Verdict: If you are aiming to reduce your energy intake for weight loss, diet products can assist.
‘Cholesterol free’ or ‘Low cholesterol’
What it means: ‘Cholesterol free’ products contain no cholesterol but can still be high in other types of fat and kilojoules. ‘Low cholesterol’ products contain no more than 10mg per 100ml for drinks and no more than 20mg per 100g for foods.
Verdict: This claim is misleading. Cholesterol is produced in the liver and can only be found in foods that contain animal products. The ‘cholesterol free’ claim on plant-based products is a marketing ploy.
If you are looking to reduce your cholesterol levels through your diet, it is best to focus on reducing saturated fat and increasing your fibre intake. Cholesterol consumed through animal products has very little effect on your blood cholesterol levels.
‘Baked not fried’ or ‘Toasted’
What it means: ‘Baked not fried’ means that the product has been oven-baked rather than fried. ‘Baked’ or ‘toasted’ means the food product is usually cooked with fat to get a crispy result.
Verdict: Check the fat content on the nutrition information panel. This claim is often seen on foods like crackers, biscuits, or toasted muesli.

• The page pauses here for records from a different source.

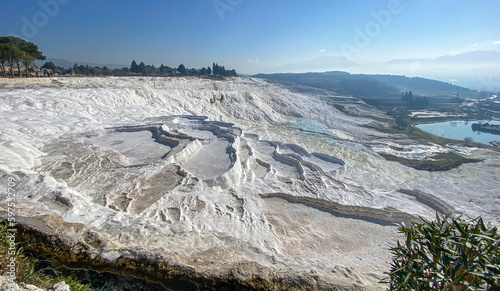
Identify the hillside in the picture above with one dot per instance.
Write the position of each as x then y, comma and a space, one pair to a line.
368, 86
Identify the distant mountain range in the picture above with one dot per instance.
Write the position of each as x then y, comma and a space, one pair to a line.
69, 64
476, 57
475, 70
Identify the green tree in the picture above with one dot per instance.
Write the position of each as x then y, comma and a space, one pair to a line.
134, 67
6, 52
447, 254
49, 65
28, 62
142, 68
20, 46
182, 70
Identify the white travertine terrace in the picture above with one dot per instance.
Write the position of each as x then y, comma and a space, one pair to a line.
264, 174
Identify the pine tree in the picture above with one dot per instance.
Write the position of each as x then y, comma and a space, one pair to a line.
134, 67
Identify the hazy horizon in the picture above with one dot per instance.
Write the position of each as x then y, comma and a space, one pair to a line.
261, 37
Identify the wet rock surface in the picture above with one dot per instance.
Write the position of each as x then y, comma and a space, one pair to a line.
264, 184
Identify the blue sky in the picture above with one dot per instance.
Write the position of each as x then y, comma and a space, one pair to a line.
251, 35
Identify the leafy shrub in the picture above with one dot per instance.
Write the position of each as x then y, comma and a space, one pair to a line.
447, 254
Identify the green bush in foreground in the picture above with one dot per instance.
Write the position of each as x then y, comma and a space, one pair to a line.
27, 269
447, 254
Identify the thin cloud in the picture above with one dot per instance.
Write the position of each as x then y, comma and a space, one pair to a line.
482, 46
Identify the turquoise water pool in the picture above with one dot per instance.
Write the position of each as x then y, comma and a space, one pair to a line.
460, 130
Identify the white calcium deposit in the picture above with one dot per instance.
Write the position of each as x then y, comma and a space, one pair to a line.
220, 172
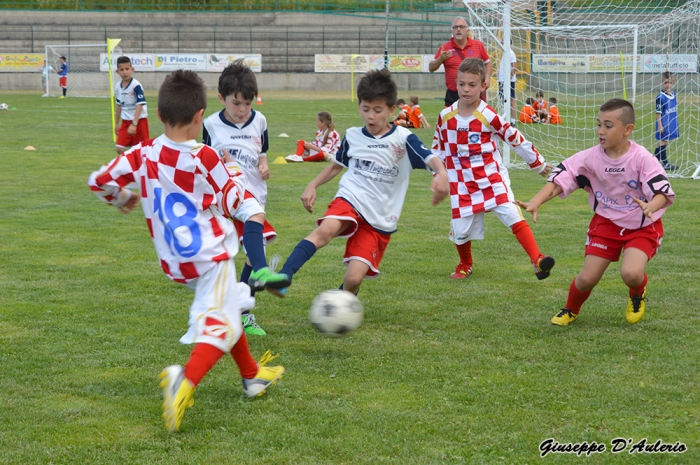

It is recommended to eat these products occasionally and in small amounts.
What it means: This term may be used when referring to a reduced fat content but may also describe the taste, texture, or colour of a product, such as cooking oil.
Verdict: Compare the total and saturated fat content per 100g to a similar product not labelled lite/light. If the numbers are similar, then this product is offering no added benefit to your health.
Do you check the nutritional information on food packaging?